Background: Adalimumab (ADA) is a subcutaneous agent which blocks TNFα and has proven its efficacy in inducing and maintaining remission in IBD patients. Measuring ADA trough levels and identifying development of antibodies against ADA (AAA) may predict loss of response and alter medical management, however the optimal time of measurement and the most appropriate clinical decisions are yet to be defined. The aim of this study was to associate the time of measurement of ADA/AAA levels with results and to assess management based on these findings, particularly in association with AAA levels.
Methods: All IBD patients who had at least one measurement of ADA/AAA levels (ELISA) during their follow up in UCLH since January 2014 were included in the study. Patients' demographics, previous treatment, laboratory, endoscopic and imaging findings were recorded. Patients were divided in four categories using a previously described optimal cutoff of ADA levels at 4.9mcg/mL; those with satisfactory levels and presence or absence of AAA respectively and those with low levels and either positive or negative AAA. AAA titer was recorded both as complete count and in a centile.
Results: 71 IBD patients (63 Crohn's) were included. 40 (56%) had ADA/AAA measured due to clinically active disease, 29 (41%) as a routine check and 2 due to drug related side-effects. 42 (59%) were on a concomitant immunomodulator at the time of measurement. Median duration on ADA treatment was 2 years and 44% had weekly injections.

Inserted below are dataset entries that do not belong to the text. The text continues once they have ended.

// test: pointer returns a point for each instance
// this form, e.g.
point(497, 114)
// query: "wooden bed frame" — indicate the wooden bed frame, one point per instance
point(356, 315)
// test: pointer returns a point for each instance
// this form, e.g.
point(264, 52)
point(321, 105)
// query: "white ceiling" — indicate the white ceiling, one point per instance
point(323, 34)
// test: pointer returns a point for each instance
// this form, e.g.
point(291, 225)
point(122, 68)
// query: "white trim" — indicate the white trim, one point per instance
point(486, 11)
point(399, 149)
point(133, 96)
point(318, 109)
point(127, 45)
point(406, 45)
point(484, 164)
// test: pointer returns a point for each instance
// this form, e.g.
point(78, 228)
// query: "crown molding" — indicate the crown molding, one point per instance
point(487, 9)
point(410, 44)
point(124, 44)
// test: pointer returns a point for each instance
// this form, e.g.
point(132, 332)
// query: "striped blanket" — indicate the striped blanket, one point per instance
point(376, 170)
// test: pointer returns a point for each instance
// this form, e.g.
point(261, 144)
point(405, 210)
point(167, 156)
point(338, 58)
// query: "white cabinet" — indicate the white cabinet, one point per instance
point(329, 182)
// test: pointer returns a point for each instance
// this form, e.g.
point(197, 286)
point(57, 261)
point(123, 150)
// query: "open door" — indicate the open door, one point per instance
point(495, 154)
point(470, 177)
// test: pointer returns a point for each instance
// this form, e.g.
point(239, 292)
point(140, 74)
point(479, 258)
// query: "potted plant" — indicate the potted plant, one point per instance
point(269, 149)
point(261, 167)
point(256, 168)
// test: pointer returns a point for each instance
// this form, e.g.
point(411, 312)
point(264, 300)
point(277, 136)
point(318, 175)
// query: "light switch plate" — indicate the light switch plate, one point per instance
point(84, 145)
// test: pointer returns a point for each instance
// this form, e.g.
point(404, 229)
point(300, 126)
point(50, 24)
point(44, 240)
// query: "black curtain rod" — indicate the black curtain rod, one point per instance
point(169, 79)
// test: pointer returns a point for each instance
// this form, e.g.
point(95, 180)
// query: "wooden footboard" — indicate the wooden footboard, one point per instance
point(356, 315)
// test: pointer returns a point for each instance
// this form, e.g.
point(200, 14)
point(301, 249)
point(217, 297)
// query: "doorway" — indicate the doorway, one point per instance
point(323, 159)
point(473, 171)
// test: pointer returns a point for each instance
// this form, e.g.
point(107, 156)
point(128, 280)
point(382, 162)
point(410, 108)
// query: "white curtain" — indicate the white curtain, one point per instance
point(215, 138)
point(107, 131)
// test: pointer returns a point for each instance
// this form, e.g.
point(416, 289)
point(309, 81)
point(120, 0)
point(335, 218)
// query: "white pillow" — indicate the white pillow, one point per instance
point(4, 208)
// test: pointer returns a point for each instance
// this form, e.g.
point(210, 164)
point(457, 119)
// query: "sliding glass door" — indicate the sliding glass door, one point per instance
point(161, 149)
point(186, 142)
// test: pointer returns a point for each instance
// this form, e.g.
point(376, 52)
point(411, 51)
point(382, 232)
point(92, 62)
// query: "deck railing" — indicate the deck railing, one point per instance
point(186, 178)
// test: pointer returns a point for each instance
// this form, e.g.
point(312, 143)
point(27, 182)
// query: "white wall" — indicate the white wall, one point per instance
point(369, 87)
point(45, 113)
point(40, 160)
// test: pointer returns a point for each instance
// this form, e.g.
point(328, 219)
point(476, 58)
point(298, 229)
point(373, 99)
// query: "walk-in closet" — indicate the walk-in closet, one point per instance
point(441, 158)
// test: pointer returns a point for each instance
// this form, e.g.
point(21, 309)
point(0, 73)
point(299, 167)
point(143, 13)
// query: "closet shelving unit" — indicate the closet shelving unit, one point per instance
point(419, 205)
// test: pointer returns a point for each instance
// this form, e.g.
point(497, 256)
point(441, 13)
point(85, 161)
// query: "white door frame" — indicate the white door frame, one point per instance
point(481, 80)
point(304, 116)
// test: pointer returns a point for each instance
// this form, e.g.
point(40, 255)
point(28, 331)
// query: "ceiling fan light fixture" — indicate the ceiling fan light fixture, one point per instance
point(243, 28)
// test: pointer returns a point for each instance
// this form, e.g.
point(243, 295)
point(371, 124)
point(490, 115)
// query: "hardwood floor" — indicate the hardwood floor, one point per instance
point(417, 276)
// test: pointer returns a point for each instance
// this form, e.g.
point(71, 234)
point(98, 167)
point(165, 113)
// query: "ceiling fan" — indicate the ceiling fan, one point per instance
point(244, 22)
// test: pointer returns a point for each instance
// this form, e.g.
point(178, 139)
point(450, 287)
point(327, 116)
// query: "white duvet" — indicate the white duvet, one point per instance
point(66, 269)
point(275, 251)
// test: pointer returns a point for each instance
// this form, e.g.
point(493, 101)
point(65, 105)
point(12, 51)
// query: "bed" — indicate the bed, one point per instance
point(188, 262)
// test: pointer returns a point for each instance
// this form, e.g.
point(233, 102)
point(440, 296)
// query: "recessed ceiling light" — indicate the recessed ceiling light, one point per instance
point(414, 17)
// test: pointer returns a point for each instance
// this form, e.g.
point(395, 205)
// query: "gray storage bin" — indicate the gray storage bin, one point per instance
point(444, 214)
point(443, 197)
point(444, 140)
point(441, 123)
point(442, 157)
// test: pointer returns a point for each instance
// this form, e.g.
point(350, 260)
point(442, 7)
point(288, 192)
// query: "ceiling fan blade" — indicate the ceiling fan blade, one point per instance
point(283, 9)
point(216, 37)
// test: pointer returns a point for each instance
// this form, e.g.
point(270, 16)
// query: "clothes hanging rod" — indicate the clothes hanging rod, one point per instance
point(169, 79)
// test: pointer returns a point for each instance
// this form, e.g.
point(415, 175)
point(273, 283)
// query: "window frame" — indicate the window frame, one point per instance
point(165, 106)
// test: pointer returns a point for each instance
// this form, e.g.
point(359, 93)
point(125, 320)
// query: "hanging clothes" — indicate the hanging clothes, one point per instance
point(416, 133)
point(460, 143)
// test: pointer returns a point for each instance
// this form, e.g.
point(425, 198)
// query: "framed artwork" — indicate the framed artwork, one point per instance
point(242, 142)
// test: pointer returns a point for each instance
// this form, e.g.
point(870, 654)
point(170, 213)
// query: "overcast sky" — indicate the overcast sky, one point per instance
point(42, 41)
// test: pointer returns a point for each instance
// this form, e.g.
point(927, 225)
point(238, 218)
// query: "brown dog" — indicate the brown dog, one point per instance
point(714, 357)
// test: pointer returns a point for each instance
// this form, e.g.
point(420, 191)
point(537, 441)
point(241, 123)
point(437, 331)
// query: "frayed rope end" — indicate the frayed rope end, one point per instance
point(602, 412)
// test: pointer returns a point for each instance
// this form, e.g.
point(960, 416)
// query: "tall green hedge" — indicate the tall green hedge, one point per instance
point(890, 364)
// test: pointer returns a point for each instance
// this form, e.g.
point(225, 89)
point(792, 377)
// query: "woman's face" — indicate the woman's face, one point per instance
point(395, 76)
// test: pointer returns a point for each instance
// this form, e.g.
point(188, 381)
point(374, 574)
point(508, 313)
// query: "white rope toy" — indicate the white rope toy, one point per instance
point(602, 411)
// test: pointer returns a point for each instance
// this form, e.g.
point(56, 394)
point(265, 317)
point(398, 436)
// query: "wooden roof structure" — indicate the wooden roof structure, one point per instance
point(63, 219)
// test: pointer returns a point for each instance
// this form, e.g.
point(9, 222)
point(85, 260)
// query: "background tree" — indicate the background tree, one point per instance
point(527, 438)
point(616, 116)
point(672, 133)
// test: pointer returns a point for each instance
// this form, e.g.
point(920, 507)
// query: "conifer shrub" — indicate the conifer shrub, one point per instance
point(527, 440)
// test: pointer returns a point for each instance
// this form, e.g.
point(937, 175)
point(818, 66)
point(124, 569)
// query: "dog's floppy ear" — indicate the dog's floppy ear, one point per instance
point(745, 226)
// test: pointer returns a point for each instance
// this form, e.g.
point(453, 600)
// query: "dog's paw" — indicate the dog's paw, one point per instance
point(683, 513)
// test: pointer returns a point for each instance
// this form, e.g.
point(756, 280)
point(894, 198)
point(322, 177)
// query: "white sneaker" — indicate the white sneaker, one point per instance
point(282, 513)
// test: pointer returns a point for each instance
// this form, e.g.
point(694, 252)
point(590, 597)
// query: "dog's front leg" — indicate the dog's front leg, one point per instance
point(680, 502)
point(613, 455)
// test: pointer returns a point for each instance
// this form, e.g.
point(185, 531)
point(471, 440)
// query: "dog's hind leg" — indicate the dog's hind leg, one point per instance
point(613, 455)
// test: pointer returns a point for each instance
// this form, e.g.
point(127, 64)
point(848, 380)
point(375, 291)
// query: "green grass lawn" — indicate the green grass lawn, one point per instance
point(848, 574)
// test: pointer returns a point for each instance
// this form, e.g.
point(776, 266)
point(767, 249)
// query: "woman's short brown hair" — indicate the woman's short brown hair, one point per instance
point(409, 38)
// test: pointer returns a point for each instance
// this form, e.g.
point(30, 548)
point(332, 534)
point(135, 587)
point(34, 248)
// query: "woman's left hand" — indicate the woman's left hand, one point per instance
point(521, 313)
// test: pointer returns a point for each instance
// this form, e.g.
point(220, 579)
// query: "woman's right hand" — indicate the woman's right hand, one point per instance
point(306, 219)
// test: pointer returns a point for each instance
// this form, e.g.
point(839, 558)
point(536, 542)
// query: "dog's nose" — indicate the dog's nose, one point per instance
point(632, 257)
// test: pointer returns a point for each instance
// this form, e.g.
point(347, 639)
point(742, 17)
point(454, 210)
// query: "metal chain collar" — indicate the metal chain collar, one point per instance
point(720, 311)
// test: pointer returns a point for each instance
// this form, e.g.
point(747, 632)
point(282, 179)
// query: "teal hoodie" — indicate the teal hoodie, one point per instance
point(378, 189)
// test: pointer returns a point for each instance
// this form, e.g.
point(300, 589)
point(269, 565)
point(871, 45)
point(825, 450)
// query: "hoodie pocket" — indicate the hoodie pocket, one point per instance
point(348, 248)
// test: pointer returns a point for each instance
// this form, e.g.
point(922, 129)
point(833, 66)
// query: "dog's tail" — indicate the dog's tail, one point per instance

69 (97%) had detectable ADA levels. AAA were positive in 12 (17%) patients with a median titer of 42AU/mL. 70% had levels >4.9 and no AAA, 10% had low levels and no AAA, 10% had low levels and positive AAA and five patients had optimal ADA but positive AAA. As expected, ADA titer was significantly higher when AAA were negative (10.5mcg/mL vs 5.6mcg/mL, p=0.019). AAA positivity was associated with clinical relapse at measurement (n=9/12, 25%) as opposed to routine check of levels and no symptoms (7%, p=0.01). Interestingly, AAA presence was not associated with concomitant IM. Among patients with detectable antibodies, AAA titer in the 1st centile (0–5) was associated with preservation of optimal ADA levels >4.9 (p=0.013), while detectable ADA levels were maintained up to the 4th centile (0–75) of AAA (p=0.017). Of the 4 patients with optimal levels and positive AAA who had repeat measurement, two had undetectable antibodies with no specific intervention in the meantime.
Conclusions: Measurement of ADA/AAA on patients who experience loss of clinical response is more likely to identify patients with positive antibodies as opposed to routine check. Low AAA titer is associated with preserved ADA levels and should not necessarily prompt change in medical treatment.